I asked him today and he confirmed that this is true. Asserting that
Kadischi is not being developed is a disservice to the community who is
using it and the people that are maintaining it.
I meant in terms of roadmaps and development discussions happening here
but I wont argue about that. I have already stated that if its being
developed independently, it can be.
The reason there are separate niches is that Kadischi is dead simple
to
use for one-offs while pilgrim is easier to use for developing more
official livecds.
If I'm a college student with a Fedora Core install set, I can create a
custom livecd with Kadischi very easily. It reuses anaconda, an
interface that I have already been exposed to when I installed Fedora on
the machine and is able to quickly create a livecd image for me.

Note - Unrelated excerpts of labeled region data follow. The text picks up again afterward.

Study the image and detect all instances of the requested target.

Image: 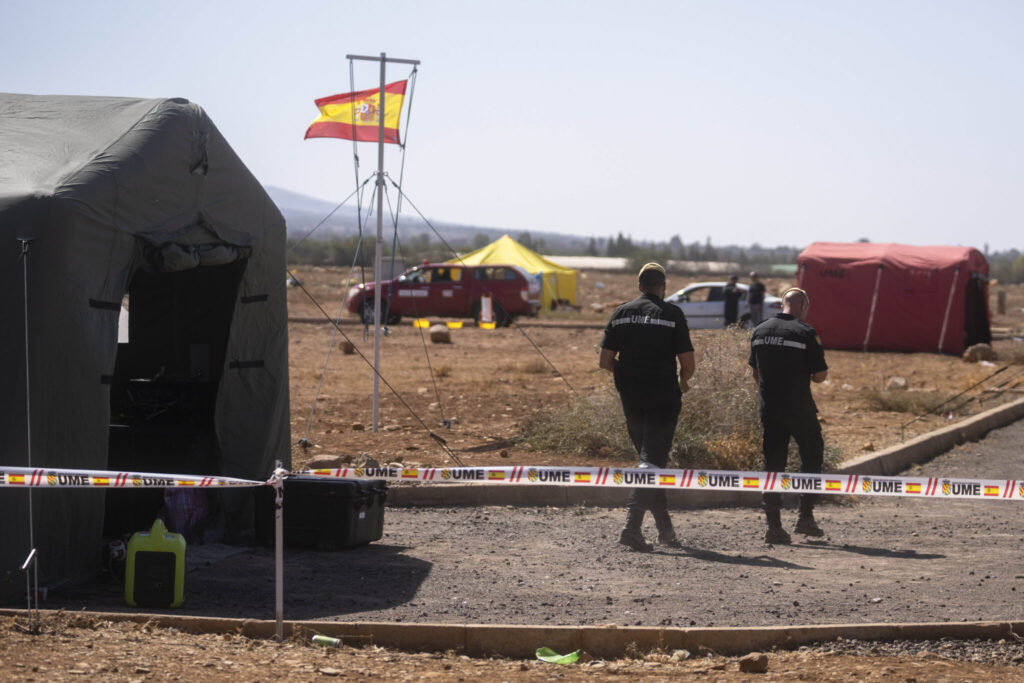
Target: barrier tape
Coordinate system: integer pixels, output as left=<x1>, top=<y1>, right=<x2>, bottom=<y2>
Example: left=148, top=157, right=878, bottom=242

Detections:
left=0, top=466, right=1024, bottom=501
left=294, top=466, right=1024, bottom=501
left=0, top=467, right=266, bottom=488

OTOH, if I'm spinning the official Fedora Livecd or otherwise want to
create reproducible, scripted builds to which I can make incremental
changes until I have something I'm ready to distribute, pilgrim makes a
lot of sense. It has a commandline oriented, edit-the-package-list to
create an install mentality.
You are describing the current implementation as some sort of design
decision.
Kadischi has scriptability through
anaconda's kickstart which can serve this purpose but IMHO
pilgrim's
inheritable package lists are a nicer interface for people who haven't
used kickstart before.
There is no fundamental reason any single tool cant be easy enough to
serve all the needs of Live CD users. I suspect the feature sets are
going to converge based on the needs of users.